CoreTech Systems (Moldex3D) Co. Ltd. (Farmington Hills, MI), a global innovator of true 3D CAE simulation systems, announced a $1.65-million donation to support education and research at the Clemson University International Center for Automotive Research (CU-ICAR).

Moldex 3DThe gift includes 25 seats of the latest Moldex3D advanced package and solution add-on modules, including Fiber and MuCell, that will provide hands-on training for students, faculty and professionals in Clemson's automotive engineering academic program. Clemson will be one of the first universities in the Southeast to incorporate Moldex3D into its academic curriculum and training for industry personnel.

"I am thrilled to have Moldex3D as the newest corporate partner for CU-ICAR, and I thank them for their support," said Clemson University President James P. Clements. "They are true industry leaders, and I know that our students and faculty in automotive engineering will benefit greatly from being able to use and learn from their software."

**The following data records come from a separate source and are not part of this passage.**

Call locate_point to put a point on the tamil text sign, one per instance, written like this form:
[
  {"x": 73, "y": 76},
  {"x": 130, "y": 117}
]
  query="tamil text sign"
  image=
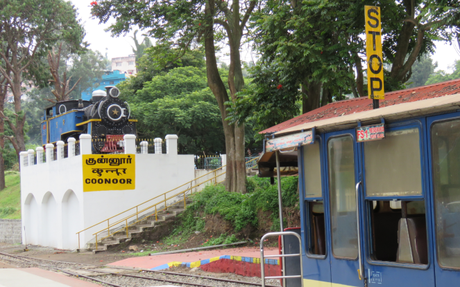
[
  {"x": 108, "y": 172},
  {"x": 289, "y": 141},
  {"x": 374, "y": 53}
]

Dr. Anthony Yang, President of Moldex3D North America, said it is the company's responsibility to assist the academic world in nurturing the next generation by offering its state-of-the-art simulation technologies and resources. "As the world's largest independent CAE software developer, we are truly pleased for the opportunity to partner with Clemson University, which has one of the most elite automotive engineering programs in the world, to help students gain more practical hands-on CAE experiences and further equip them with a viable simulation ability to compete in the future job market," he said.

The software will advance Assistant Professor Srikanth Pilla's research and educational capabilities in injection molding, specifically on supercritical fluid-assisted foam injection molding. "This gift enhances the unique capabilities that we can do in my research lab at CU-ICAR and will prepare students for industry with hands-on experience," Pilla said. "When using thermoplastic materials for body panels, interior parts and other components, injection molding with Moldex3D software is an important technology."

Pilla added that Moldex3D's gift advances the fundamental understanding of his research lab's experimental research and reduces overall costs by enabling an understanding of process physics and properties prior to physical experimentation. "With existing experimental infrastructure that includes the nation's only integrated MuCell molding machine, this gift will further position Clemson and our lab at the forefront of injection molding research and training," he said.

Dr. Yang noted that this software donation is just the beginning of this joint collaboration. "We believe that both Moldex3D and Clemson will benefit greatly from this collaboration, and we are confident that this will continue to move forward with efforts from both sides," he added.